Robinson says UN anti-racism forum should help heal 'ragged edges of hatred'

Mary Robinson
The United Nations High Commissioner for Human Rights today said the upcoming World Conference against Racism, Racial Discrimination, Xenophobia and Related Intolerance must directly confront the extensive suffering caused by those scourges.

"If we are to seize the unique opportunity [the Conference] offers, we must find a conversation to let us talk about the extraordinary pain we have inflicted on one another on this planet," wrote High Commissioner Mary Robinson in a commentary for the Los Angeles Times. "Unless we can find a way to talk about the ragged edges of human hatred, we will return to a silence that is itself damaging."

Writing from her experience of extensive global contacts on the issue, Mrs. Robinson said she has found "a sense among many people that the death and suffering that resulted from slavery have never been adequately marked, much less mourned." She warned that failure to cope with past injustice would hamper any efforts at advancement. "It is nearly impossible to shape a new future if old wounds are still open."

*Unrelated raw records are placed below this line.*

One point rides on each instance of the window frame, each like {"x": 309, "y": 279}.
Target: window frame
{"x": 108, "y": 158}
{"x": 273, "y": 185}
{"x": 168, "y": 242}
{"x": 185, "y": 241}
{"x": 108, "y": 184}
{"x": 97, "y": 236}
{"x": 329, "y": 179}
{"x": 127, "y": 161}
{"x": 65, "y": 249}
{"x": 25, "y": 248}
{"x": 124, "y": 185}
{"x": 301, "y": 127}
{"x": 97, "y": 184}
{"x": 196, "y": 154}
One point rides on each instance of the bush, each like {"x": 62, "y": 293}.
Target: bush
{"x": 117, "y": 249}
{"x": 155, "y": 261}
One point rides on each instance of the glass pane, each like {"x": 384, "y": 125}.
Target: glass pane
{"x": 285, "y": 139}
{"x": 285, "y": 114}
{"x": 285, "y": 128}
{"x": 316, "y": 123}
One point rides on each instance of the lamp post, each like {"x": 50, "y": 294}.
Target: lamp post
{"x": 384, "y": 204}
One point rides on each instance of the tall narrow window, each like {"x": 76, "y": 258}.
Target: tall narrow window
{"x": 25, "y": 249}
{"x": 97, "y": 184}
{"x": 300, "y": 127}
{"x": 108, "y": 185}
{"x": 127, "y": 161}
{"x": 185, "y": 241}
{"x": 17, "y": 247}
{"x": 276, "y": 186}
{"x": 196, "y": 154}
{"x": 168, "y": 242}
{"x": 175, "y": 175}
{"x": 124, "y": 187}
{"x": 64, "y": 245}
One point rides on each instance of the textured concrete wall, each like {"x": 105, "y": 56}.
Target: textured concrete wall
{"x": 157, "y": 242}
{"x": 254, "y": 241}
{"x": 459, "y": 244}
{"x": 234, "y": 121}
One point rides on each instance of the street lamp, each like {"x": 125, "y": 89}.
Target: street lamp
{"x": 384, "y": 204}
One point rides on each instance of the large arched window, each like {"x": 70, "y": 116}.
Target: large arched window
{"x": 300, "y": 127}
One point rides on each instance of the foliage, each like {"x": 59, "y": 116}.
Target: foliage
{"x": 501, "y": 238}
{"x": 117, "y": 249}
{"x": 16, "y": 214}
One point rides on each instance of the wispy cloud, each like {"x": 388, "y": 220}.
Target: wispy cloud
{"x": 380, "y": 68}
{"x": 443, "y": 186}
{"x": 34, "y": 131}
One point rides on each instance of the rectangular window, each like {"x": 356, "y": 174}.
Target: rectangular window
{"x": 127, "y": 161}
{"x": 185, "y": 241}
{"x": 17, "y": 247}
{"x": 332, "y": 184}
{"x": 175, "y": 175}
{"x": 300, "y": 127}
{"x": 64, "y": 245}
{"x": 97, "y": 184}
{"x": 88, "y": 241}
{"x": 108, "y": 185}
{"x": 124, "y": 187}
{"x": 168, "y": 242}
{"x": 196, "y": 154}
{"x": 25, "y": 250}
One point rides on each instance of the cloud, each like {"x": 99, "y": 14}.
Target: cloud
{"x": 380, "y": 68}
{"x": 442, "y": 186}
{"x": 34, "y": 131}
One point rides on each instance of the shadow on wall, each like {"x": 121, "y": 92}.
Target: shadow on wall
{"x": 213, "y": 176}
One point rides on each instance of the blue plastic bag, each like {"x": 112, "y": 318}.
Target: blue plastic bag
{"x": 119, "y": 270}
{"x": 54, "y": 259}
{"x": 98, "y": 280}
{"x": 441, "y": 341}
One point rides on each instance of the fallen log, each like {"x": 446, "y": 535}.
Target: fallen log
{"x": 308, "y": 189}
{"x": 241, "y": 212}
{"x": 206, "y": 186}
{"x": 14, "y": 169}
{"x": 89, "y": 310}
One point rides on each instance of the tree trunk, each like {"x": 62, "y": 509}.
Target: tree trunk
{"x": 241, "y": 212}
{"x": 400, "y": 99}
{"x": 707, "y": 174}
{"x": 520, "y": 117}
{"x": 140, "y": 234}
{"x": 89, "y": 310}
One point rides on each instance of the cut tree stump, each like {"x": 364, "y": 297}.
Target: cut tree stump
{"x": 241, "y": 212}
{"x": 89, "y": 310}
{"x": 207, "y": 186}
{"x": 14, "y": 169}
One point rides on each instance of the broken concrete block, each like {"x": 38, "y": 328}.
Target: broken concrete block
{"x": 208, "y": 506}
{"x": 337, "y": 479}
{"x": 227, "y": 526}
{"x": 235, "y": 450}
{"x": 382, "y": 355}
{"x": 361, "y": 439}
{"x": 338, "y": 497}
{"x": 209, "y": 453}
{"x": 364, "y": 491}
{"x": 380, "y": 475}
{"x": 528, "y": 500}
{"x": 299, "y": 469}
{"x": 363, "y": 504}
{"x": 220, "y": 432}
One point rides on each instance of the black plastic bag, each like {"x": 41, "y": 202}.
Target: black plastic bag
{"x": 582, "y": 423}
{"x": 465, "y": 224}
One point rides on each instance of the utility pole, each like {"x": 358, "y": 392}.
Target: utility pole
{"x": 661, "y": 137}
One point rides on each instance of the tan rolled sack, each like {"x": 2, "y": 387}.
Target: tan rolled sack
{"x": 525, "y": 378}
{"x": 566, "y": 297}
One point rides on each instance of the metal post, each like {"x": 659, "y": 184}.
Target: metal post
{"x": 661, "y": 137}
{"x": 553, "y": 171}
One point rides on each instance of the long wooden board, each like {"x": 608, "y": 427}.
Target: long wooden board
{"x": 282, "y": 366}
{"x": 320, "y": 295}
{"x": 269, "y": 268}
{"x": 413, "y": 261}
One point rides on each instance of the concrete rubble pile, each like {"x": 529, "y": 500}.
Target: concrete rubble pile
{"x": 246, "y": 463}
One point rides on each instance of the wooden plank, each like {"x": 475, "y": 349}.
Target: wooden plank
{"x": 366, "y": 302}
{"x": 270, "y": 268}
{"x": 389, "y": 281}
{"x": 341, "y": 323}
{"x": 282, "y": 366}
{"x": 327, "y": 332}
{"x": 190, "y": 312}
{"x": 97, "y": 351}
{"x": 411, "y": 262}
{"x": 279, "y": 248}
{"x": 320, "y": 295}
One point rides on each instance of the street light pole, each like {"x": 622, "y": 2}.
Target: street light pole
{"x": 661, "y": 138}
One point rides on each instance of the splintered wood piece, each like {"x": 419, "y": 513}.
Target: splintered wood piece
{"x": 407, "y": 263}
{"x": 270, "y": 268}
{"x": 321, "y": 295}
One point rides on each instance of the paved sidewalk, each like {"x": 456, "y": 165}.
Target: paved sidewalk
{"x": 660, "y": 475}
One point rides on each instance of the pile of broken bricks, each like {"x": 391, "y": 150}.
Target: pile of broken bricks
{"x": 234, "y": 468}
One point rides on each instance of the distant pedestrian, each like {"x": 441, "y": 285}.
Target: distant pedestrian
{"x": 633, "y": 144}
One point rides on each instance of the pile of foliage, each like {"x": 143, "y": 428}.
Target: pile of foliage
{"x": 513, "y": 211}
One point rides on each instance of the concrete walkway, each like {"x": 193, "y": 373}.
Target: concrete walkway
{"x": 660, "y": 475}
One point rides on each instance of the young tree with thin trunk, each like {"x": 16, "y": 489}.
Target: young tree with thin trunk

The High Commissioner said those wounds could be healed if the global community adopts language "that solemnly recognizes the hurt and exploitation of the past."

At the same time, she underscored the daunting nature of the tasks facing the Conference, which is set to open on 31 August in Durban, South Africa. In addition to dealing with "traditional" forms of racism, the meeting will also consider victims who have not previously received much international attention, such as refugees, asylum seekers, migrants, Gypsies, trafficked persons, and those of African descent living in Latin America and the Caribbean.

A "deeper conversation about racism" will require an understanding of the inherent value of each person, stressed Mrs. Robinson, quoting Archbishop Desmond Tutu as saying, "Worth is intrinsic, not dependent on anything external, extrinsic. Thus there can be no superior or inferior race. We are all of equal worth, born equal in dignity and born free, and for this reason deserving of respect."

"Archbishop Tutu's words sum up the goal of the Durban Conference: a world where racism, intolerance and discrimination are spurned and differences and diversity are celebrated," said the High Commissioner.